Raju’s counsel Bharat Kumar said the questioning and cross-examination of each witness was expected “to take a long time”. As many as 300 people are expected to give evidence in total.
Raju, who was educated in India and the US at the University of Ohio, was one of the stars of the software boom that has been a key driver of India’s economic growth over the past 15 years.
Raju, 56, faces charges including conspiracy, cheating and forgery, having admitted in a statement in January, 2009, that he had overstated profits for years and inflated the company’s balance sheet by more than a billion dollars.
He was jailed awaiting trial for 19 months before being granted bail in August of this year, and has been undergoing treatment for hepatitis at a hospital in Hyderabad.
Raju stands charged with nine other senior Satyam executives, including his brother B Rama Raju.
The scandal at the Hyderabad-based firm is known as “India’s Enron” after the US energy giant that collapsed in 2001 in the wake of massive false-accounting revelations.
Satyam was ranked as India’s fourth-largest outsourcer by revenue before the scandal.

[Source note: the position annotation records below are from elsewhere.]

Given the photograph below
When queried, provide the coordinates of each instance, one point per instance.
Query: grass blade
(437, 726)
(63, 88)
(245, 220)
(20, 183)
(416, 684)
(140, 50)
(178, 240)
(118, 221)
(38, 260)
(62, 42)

Raju was born in a family of farmers in the southern state of Andhra Pradesh and started business in textile and real estate before spotting the potential in outsourcing.
Satyam and the rest of the sector boomed as international firms looked to cheap, technologically-savvy and English-speaking Indian staff to take on office support and software roles.
The group was taken over in April 2009 by mid-sized software outsourcer Tech Mahindra, a unit of the tractors-to-holidays conglomerate Mahindra and Mahindra, which paid nearly $600m (£371.94) for a majority share.
Rebranded as Mahindra Satyam, it announced a loss two months ago of $27.6m (£17.10m) for the fiscal year to March as it reported its first results since the scandal.
Analysts have been divided about Satyam’s future, with some saying the worst is over while others argue it could take a few quarters or even years of uphill struggle to fully emerge from the scandal.